While these policies may appear to provide benefits in the short run to certain 'favoured' groups at the expense of others, it can never be good for the economy in the long run as it distorts the structure of production (over-expansion in some industries at the expense of others, wasted capital -- which, eventually, will collapse when it cannot yield an adequate return post-inflation).
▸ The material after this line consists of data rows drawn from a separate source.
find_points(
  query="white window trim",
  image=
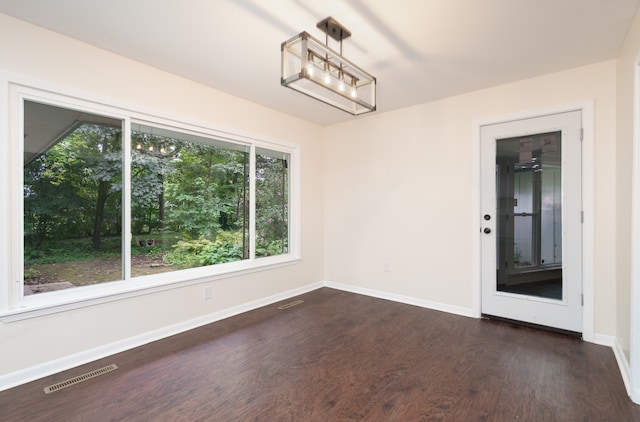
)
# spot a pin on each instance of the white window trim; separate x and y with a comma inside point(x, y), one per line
point(14, 306)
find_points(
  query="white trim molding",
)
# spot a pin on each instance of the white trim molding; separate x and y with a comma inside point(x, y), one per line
point(634, 364)
point(33, 373)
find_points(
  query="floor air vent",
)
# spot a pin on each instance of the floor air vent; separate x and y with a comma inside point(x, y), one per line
point(291, 304)
point(76, 380)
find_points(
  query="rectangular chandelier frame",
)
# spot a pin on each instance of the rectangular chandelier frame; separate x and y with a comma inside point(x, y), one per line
point(314, 69)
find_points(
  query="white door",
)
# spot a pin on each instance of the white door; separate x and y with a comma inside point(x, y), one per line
point(531, 220)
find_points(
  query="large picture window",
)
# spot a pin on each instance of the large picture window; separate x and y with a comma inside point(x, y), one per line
point(105, 205)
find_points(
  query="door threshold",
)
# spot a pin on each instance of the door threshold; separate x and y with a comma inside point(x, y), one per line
point(573, 334)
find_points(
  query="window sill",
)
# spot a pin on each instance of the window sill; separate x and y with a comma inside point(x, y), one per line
point(65, 300)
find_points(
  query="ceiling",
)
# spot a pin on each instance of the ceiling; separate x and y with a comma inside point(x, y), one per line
point(419, 50)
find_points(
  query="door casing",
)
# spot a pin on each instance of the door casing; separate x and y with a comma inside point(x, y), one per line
point(588, 227)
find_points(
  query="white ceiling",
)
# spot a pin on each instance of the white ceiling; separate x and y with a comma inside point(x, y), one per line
point(419, 50)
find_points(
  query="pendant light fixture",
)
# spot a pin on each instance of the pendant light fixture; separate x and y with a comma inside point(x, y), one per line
point(314, 69)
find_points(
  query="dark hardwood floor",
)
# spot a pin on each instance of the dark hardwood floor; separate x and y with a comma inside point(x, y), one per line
point(342, 357)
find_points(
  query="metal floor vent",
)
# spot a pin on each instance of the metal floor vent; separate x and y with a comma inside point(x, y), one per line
point(291, 304)
point(78, 379)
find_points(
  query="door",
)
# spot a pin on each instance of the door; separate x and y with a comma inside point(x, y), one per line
point(531, 220)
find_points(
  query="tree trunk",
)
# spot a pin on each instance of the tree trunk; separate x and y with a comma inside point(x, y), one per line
point(103, 192)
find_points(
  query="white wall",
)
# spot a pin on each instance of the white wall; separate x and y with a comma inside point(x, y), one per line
point(35, 54)
point(626, 62)
point(399, 188)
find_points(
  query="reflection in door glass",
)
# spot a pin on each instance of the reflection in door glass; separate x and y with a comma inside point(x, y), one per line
point(529, 187)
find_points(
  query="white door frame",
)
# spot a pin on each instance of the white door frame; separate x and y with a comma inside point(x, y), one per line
point(587, 109)
point(634, 358)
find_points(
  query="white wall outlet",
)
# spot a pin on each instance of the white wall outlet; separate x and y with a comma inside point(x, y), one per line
point(207, 293)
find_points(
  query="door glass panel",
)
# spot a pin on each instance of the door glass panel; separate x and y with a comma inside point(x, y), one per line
point(529, 187)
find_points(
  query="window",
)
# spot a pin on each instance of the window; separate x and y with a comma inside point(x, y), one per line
point(104, 205)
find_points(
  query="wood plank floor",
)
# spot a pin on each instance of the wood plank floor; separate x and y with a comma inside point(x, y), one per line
point(342, 357)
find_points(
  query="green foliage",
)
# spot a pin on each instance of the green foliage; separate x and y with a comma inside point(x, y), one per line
point(200, 252)
point(272, 206)
point(270, 249)
point(31, 273)
point(67, 250)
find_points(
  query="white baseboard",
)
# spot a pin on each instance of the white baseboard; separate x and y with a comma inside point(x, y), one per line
point(402, 299)
point(33, 373)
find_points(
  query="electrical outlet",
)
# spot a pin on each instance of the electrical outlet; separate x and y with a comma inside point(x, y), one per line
point(207, 293)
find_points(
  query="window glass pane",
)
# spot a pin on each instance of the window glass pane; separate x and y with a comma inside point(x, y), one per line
point(272, 203)
point(189, 198)
point(72, 198)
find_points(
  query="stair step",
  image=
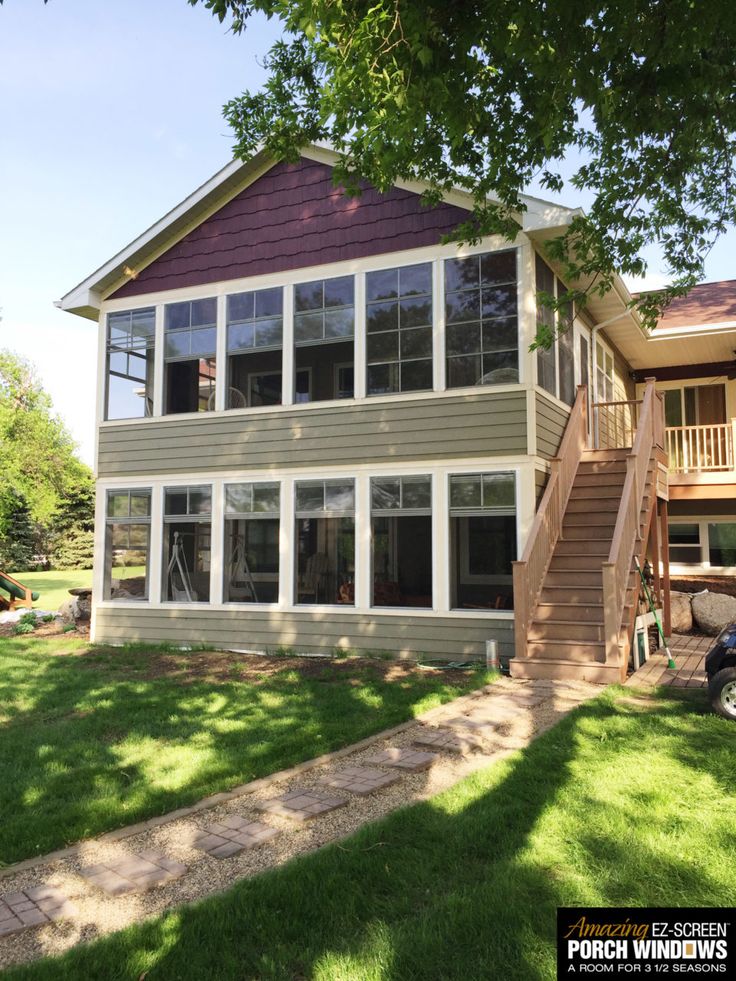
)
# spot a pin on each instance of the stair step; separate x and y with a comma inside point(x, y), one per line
point(577, 651)
point(589, 546)
point(585, 563)
point(594, 505)
point(580, 531)
point(599, 478)
point(593, 492)
point(560, 668)
point(560, 593)
point(569, 631)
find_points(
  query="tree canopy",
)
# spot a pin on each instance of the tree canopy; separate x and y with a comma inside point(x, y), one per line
point(46, 492)
point(488, 95)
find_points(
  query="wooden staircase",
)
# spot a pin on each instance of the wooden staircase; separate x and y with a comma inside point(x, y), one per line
point(576, 587)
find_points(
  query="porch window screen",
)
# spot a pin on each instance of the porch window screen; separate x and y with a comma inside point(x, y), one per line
point(190, 329)
point(399, 329)
point(481, 314)
point(482, 540)
point(129, 375)
point(252, 543)
point(325, 541)
point(187, 544)
point(401, 532)
point(255, 325)
point(324, 330)
point(127, 544)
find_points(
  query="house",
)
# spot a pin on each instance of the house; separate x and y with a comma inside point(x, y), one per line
point(320, 427)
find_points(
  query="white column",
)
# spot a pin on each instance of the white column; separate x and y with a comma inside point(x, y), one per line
point(155, 559)
point(287, 380)
point(440, 542)
point(287, 545)
point(363, 559)
point(158, 363)
point(527, 313)
point(438, 325)
point(217, 542)
point(221, 356)
point(361, 342)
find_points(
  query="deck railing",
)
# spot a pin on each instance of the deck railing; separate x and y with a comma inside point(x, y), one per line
point(701, 449)
point(627, 532)
point(530, 570)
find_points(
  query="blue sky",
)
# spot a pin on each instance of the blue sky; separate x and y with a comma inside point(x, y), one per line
point(110, 114)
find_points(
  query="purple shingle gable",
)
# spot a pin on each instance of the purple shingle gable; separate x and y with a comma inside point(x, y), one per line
point(293, 217)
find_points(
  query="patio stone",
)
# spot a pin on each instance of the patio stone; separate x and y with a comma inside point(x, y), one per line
point(231, 836)
point(301, 805)
point(133, 873)
point(405, 759)
point(360, 780)
point(447, 740)
point(34, 907)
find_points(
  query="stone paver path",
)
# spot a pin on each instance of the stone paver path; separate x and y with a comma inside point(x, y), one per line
point(33, 907)
point(231, 836)
point(405, 759)
point(302, 804)
point(205, 848)
point(448, 741)
point(360, 780)
point(133, 873)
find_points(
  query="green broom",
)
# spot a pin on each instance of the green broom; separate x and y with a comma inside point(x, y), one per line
point(650, 601)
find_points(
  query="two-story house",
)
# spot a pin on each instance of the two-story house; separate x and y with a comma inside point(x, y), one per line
point(320, 427)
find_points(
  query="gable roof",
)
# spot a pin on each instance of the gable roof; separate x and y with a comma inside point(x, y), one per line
point(121, 274)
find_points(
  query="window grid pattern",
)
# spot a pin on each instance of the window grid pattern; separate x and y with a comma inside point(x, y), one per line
point(324, 310)
point(399, 329)
point(254, 320)
point(481, 316)
point(190, 329)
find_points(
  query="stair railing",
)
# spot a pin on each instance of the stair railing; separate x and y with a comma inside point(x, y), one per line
point(530, 570)
point(627, 532)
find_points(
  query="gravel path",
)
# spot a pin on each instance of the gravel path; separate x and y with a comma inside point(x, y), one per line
point(98, 914)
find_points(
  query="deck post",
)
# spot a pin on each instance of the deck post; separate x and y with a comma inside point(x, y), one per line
point(667, 625)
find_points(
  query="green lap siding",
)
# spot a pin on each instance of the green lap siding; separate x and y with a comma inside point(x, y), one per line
point(307, 631)
point(480, 424)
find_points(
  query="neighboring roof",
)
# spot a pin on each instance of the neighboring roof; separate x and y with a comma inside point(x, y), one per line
point(84, 300)
point(705, 304)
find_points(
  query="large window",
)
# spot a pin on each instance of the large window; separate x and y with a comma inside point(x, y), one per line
point(401, 528)
point(189, 353)
point(130, 349)
point(187, 544)
point(556, 364)
point(324, 331)
point(127, 543)
point(254, 348)
point(325, 541)
point(251, 543)
point(482, 540)
point(399, 329)
point(482, 334)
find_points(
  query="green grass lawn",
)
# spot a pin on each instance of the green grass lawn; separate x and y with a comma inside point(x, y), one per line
point(93, 739)
point(617, 805)
point(53, 586)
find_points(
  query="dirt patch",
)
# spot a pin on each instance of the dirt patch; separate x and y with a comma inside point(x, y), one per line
point(696, 584)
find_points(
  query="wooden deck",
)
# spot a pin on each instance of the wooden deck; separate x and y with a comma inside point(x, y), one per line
point(689, 653)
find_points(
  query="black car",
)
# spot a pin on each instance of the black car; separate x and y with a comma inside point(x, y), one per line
point(720, 666)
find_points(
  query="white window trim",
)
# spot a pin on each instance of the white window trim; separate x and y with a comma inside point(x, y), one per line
point(522, 468)
point(287, 279)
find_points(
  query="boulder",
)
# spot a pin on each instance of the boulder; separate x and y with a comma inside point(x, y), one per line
point(681, 611)
point(713, 611)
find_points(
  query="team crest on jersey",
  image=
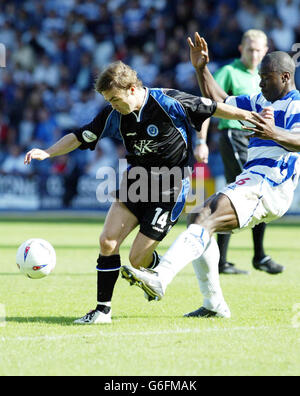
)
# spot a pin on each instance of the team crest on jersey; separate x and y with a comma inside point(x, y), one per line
point(89, 136)
point(152, 130)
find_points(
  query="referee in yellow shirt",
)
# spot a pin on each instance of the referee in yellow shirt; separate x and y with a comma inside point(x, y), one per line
point(239, 78)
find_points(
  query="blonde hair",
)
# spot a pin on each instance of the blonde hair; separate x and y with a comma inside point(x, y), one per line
point(254, 34)
point(117, 75)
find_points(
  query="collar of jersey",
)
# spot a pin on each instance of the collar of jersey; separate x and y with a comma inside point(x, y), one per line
point(139, 115)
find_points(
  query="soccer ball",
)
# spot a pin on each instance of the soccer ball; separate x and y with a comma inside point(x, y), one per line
point(36, 258)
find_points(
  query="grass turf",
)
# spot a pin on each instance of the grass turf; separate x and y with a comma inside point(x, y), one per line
point(39, 338)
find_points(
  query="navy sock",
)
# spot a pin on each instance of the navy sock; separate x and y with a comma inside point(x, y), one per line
point(223, 242)
point(108, 269)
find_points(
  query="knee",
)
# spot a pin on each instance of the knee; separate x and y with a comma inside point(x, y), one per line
point(108, 244)
point(136, 259)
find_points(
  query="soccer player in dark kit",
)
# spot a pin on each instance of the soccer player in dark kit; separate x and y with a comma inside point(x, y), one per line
point(156, 126)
In the department of economy, an act, a habit, an institution, a law, gives birth not only to an effect, but to a series of effects. Of these effects, the first only is immediate; it manifests itself simultaneously with its cause - it is seen. The others unfold in succession - they are not seen: it is well for us, if they are foreseen. Between a good and a bad economist this constitutes the whole difference - the one takes account of the visible effect; the other takes account both of the effects which are seen, and also of those which it is necessary to foresee. Now this difference is enormous, for it almost always happens that when the immediate consequence is favourable, the ultimate consequences are fatal, and the converse. Hence it follows that the bad economist pursues a small present good, which will be followed by a great evil to come, while the true economist pursues a great good to come, at the risk of a small present evil. --  Frédéric Bastiat, That Which is Seen, and That Which is Not Seen, the Introduction.